Florida is the lightning capital of the country, and communities want to make sure people are safe.
Hours before storms arrived on Marco Island Thursday, Collier County crews installed technology that would warn locals to lightning strikes that come too close.
The devices are developed by Thor Guard Inc. The system, aptly named “Thorguardian,” monitors the atmosphere’s electrostatic energy and finds potential for lightning within two miles. When you hear a 15-second blast of the horn, that means get to a safe place.
Homeowners nearby say you won’t miss it when it goes off.
“I went down to the park, and it went off here the other day, and we had absolutely no idea what it was,” said John Hennley on Marco Island.
It’s not someone beeping their car horn at you. That sound is a warning. So, when storms roll through Southwest Florida, you will know.
“You would no doubt hear it,” Hennley said.
And it’s a good thing you can because people such as Maria McCabe knows someone who learned the hard way.
“I have a friend who has been struck by lightning three times,” McCabe said.
Collier County placed the Thorguardian systems at Caxambas Park and another at the south beach.

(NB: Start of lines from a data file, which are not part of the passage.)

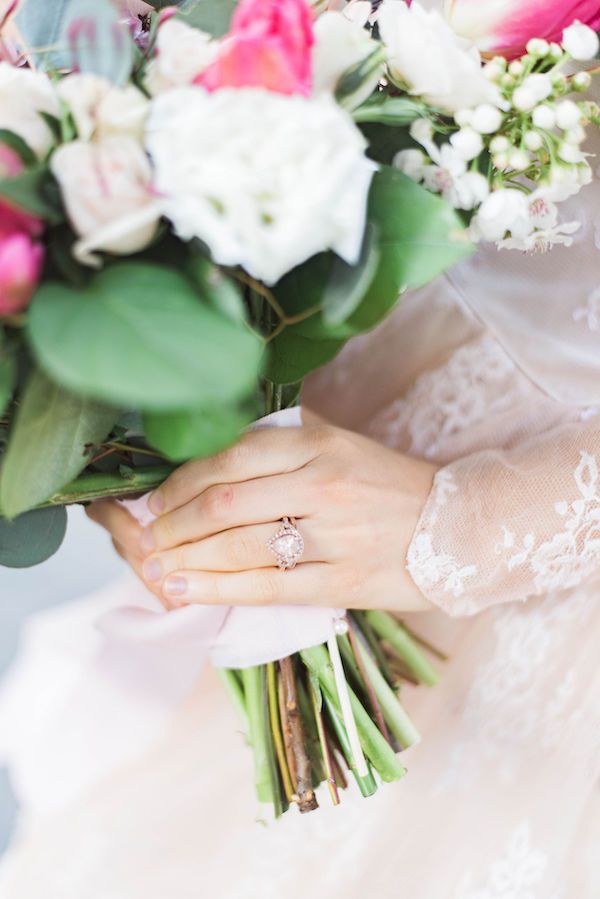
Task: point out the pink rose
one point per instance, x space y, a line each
269 45
21 261
506 26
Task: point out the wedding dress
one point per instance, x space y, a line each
494 373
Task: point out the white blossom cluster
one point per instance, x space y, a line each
510 159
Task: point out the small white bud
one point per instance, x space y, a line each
534 141
580 41
519 160
568 114
463 117
538 47
582 81
544 117
486 119
499 144
467 143
575 135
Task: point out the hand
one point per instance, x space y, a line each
356 504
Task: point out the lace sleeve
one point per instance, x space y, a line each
504 525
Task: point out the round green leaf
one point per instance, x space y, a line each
32 538
139 335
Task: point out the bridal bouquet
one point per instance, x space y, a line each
199 205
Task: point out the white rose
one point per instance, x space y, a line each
504 210
580 41
106 189
24 94
433 61
100 109
265 180
182 53
341 43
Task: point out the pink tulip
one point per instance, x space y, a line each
11 217
505 26
21 263
269 45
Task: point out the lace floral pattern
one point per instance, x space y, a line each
478 381
573 553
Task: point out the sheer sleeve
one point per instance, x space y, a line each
503 525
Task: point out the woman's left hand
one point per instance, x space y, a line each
356 504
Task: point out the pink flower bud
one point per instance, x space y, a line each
269 46
21 263
507 26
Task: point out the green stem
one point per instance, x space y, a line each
253 680
233 687
101 485
374 744
407 648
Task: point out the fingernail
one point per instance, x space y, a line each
175 586
156 503
147 540
152 570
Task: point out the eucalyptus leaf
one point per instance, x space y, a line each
31 190
139 335
194 433
47 442
212 16
32 537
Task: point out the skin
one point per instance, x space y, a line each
356 504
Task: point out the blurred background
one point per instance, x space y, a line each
85 562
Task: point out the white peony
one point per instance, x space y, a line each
505 210
341 43
24 94
182 53
265 180
106 188
431 59
100 109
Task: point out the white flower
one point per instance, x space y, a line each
182 53
100 109
265 180
107 194
568 114
580 41
486 119
427 55
505 210
467 143
25 93
412 162
341 43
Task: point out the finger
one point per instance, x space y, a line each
239 549
227 506
311 583
258 454
122 526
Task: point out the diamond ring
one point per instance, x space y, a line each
287 545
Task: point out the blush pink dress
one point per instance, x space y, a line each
494 373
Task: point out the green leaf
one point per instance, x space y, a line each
139 335
348 284
388 110
193 433
47 443
32 538
31 190
418 237
16 143
212 16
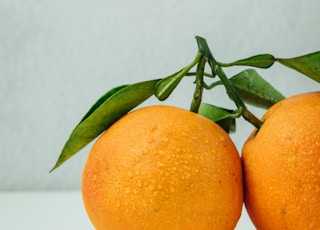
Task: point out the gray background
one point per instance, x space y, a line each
57 57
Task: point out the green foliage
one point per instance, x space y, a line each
246 87
309 64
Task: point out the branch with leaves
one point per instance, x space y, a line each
246 87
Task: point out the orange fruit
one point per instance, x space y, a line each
282 166
163 167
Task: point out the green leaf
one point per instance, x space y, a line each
260 61
98 120
165 86
101 100
223 117
308 64
253 89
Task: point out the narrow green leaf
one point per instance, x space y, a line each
223 117
308 64
101 100
253 89
165 86
259 61
117 105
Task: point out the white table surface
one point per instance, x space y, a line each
55 210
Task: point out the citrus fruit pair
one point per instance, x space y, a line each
161 167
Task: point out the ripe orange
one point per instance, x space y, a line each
282 166
163 167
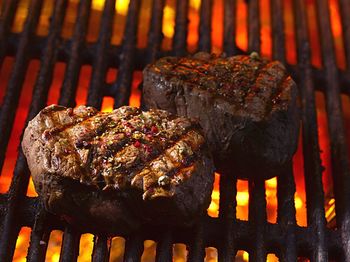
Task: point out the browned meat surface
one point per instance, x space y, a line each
109 172
247 107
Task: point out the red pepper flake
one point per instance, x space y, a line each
137 144
148 148
154 129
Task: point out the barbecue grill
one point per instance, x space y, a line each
228 234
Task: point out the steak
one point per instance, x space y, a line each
111 172
246 105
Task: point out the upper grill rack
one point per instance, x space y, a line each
228 234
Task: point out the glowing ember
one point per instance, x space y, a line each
179 250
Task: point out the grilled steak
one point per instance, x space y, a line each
246 105
109 172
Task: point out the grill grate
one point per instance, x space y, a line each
227 233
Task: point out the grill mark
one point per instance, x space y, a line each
243 61
261 68
137 166
172 174
148 172
61 128
275 94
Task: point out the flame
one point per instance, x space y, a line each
121 7
168 21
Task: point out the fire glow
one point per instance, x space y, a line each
86 243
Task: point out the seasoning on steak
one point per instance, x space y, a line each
99 170
246 105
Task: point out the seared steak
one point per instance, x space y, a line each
246 105
109 172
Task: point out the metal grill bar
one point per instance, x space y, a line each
339 153
257 201
102 246
10 226
155 32
39 237
227 233
345 11
133 248
14 88
227 215
286 185
70 245
312 167
165 246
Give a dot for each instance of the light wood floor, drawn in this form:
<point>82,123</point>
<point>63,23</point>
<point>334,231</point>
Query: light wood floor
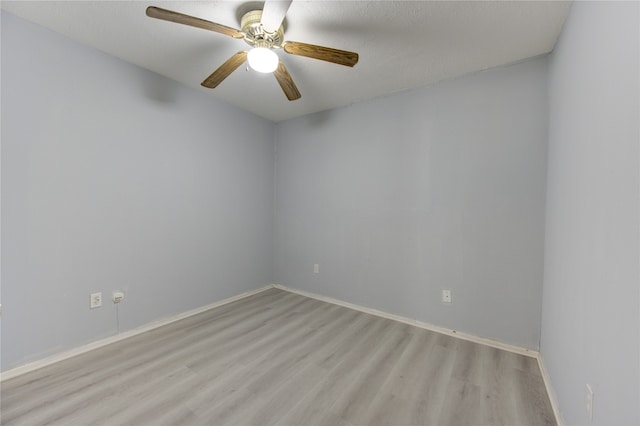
<point>280,358</point>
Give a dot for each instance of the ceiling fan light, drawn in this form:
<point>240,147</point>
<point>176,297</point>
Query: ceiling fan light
<point>263,59</point>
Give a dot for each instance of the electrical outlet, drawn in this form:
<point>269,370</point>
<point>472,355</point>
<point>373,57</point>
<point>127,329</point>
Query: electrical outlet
<point>118,296</point>
<point>589,403</point>
<point>95,301</point>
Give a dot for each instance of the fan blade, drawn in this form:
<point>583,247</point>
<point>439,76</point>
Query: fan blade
<point>224,70</point>
<point>273,14</point>
<point>168,15</point>
<point>286,82</point>
<point>341,57</point>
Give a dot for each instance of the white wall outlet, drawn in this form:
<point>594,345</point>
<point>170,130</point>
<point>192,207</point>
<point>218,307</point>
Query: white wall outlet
<point>589,399</point>
<point>95,301</point>
<point>118,296</point>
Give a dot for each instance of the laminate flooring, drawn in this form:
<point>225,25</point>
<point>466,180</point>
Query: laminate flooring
<point>278,358</point>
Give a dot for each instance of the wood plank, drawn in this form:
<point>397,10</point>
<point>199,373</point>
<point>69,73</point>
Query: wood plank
<point>278,358</point>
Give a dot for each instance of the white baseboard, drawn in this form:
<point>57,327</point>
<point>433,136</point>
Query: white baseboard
<point>464,336</point>
<point>159,323</point>
<point>17,371</point>
<point>553,397</point>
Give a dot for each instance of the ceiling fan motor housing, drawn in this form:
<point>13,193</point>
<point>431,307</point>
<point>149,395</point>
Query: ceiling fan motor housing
<point>254,33</point>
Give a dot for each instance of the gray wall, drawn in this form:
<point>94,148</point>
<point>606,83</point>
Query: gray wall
<point>400,197</point>
<point>116,178</point>
<point>590,320</point>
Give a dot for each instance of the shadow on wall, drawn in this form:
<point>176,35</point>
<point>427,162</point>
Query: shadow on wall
<point>157,88</point>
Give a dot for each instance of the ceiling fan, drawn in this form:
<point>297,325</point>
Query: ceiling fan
<point>263,31</point>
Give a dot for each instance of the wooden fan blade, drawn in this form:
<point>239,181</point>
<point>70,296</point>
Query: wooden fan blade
<point>341,57</point>
<point>273,14</point>
<point>224,70</point>
<point>168,15</point>
<point>286,82</point>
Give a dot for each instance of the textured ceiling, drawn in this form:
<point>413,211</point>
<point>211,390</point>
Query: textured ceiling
<point>402,44</point>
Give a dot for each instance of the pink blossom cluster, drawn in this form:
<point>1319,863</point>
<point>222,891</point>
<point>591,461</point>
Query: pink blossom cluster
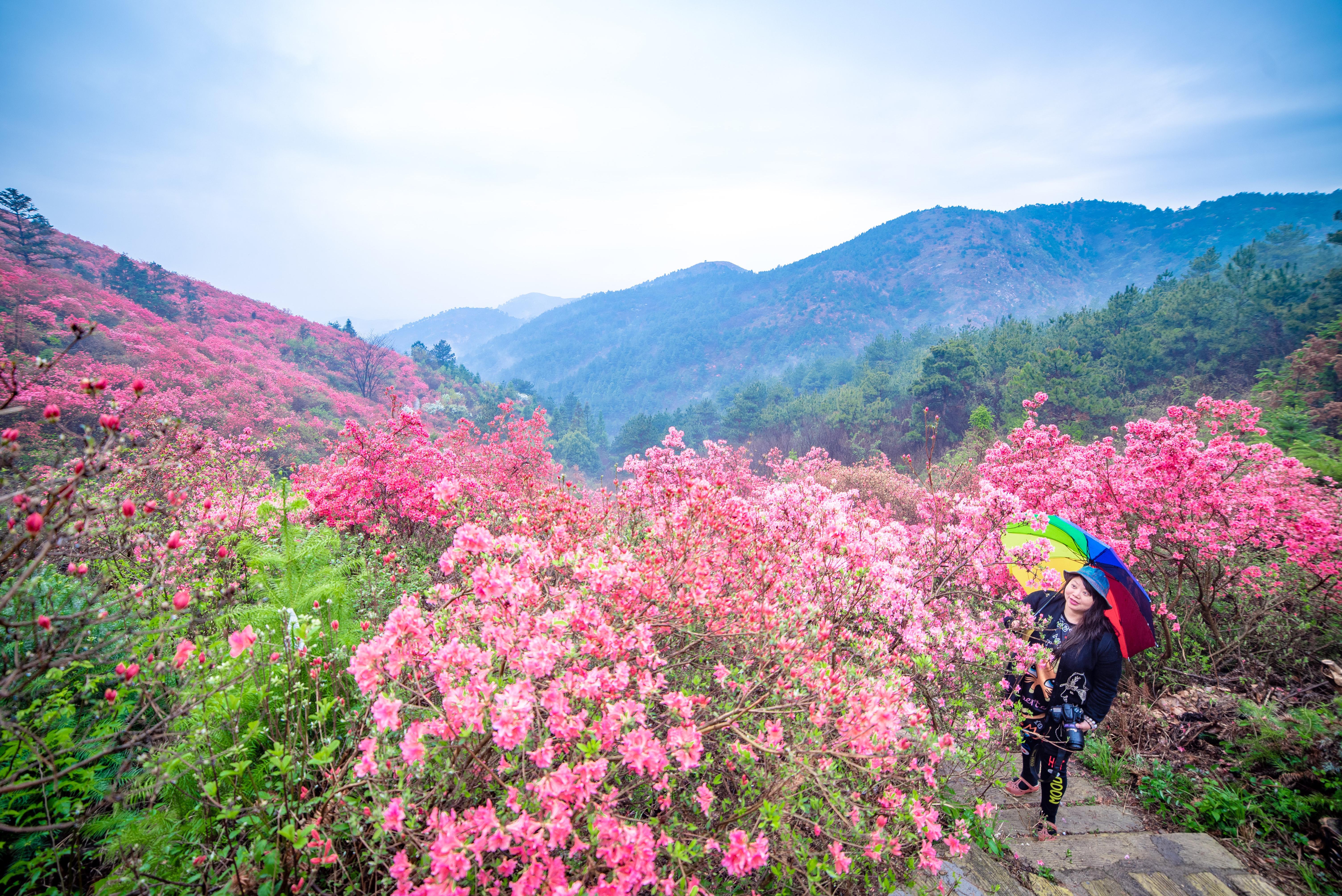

The two of them cost more than $37,000.
And islanders say that was money well spent.
“I can see an alligator coming, but lightening sneaks up on ya,” Micheal Person said. “The protection of people from something that you can’t know till it’s too late is an excellent idea.”
When you hear three 5-second blasts and the light stops flashing, it’s safe to be outside again.
“People do get hit, so it’s a good thing to be warned,” McCabe said.